# Increasing the Effectiveness of Directory Caches by Deactivating Coherence for Private Memory Blocks

Blas Cuesta, Alberto Ros, María E. Gómez, Antonio Robles, and José Duato

Universitat Politècnica de València

Presented by: Anuj Kalia and Conglong Li Oct 10, 2014

#### **Directory protocol for cache coherence**



A logically distributed directory (D) contains coherence information for cached blocks.

# **Problem: Directories should be Small**

The directory *could* store the state for all blocks in the system.

• But then, the directory needs to be in DRAM.

Solution: Use a "directory cache".

- Track only cached blocks in the system.
- An eviction from the directory cache leads to eviction from all local caches.

Directory caches can have high miss rates: up to 70%.

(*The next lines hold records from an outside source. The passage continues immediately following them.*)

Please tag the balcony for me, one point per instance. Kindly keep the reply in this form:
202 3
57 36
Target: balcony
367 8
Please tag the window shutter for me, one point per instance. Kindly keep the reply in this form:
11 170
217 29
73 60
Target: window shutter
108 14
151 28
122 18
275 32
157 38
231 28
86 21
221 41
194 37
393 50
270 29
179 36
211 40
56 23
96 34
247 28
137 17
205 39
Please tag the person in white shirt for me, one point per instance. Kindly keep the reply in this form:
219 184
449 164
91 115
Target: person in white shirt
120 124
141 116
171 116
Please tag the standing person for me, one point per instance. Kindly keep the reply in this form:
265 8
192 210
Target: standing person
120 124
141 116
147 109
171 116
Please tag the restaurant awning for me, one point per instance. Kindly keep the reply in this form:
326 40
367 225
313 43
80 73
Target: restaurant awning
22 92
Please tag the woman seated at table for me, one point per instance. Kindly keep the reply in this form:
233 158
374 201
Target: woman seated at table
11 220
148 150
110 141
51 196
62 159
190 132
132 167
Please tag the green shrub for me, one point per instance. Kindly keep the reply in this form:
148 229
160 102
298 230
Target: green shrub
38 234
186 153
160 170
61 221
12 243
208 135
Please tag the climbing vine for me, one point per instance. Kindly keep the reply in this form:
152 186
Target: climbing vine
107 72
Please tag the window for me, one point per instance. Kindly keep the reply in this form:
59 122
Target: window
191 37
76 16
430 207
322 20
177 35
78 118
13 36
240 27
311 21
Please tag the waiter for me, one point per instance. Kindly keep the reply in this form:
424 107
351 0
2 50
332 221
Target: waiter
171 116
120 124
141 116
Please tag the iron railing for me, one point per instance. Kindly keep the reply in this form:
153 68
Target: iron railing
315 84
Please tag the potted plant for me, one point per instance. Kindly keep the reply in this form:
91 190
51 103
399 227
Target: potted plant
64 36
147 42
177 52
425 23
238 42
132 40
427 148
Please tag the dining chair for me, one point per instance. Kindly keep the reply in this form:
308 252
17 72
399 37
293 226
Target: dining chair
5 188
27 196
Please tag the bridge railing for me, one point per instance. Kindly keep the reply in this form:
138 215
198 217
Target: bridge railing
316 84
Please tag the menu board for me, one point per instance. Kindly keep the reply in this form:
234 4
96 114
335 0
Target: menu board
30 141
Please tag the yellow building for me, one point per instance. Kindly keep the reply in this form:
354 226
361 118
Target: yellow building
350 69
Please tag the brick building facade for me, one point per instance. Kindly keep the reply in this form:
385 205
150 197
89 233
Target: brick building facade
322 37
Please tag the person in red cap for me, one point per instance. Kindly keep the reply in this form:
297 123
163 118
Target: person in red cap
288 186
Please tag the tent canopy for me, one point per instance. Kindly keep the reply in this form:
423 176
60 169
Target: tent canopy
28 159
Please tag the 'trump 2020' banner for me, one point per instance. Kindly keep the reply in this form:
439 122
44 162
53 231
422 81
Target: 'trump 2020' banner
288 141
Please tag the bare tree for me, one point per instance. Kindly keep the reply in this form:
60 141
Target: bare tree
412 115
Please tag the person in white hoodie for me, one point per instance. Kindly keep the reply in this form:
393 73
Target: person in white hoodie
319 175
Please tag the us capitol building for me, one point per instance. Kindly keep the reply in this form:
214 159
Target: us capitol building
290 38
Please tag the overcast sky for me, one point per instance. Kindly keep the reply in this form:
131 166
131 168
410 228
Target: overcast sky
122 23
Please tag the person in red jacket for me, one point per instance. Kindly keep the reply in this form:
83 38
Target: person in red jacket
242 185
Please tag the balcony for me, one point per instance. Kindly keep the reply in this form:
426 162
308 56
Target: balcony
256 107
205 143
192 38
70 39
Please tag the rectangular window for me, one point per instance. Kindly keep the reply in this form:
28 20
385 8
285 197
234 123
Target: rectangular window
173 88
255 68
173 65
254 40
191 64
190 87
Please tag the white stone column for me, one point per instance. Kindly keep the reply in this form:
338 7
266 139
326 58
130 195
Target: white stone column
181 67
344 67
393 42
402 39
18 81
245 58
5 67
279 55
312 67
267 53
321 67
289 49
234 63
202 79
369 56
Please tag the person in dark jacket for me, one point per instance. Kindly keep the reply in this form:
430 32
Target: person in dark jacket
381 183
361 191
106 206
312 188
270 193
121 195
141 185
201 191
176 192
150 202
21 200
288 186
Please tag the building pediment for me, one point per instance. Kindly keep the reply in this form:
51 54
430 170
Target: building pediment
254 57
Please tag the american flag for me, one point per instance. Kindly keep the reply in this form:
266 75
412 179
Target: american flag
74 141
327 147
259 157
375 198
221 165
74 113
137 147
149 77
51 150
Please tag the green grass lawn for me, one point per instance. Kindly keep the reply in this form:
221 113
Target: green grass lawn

# **Directories in AMD Magny-Cours**



Conditions for a directory partition to track a block:

- 1. It is the home node for that cache block
- 2. The block needs to be cached somewhere in the system

# Problem

Is it possible to make better use of directory cache capacity?

#### **Observation: Many cache blocks are private**



Figure 1: Fraction of private versus shared blocks.

### **Solution: De-activate coherence for private blocks**

Need mechanisms to:

- Deactivate coherence on private blocks
- Detect when private blocks become shared
- Recover coherence on shared blocks

Exploit existing hardware (TLB) and software (page fault) support.

As a result

- Less tracking (57%) and evictions (70%) in directory cache
- Less misses (35%) in processor caches
- Better performance (15%) and less energy (40%)

#### **De-activating coherence for private pages**

- + All memory operations have to go through the TLB.
- + The TLB contains some reserved bits.

| Virtual Address | V | Physical Address | Р | L |
|-----------------|---|------------------|---|---|
|-----------------|---|------------------|---|---|

V: the TLB entry is validP: the page is privateL: the page is locked (discussed later)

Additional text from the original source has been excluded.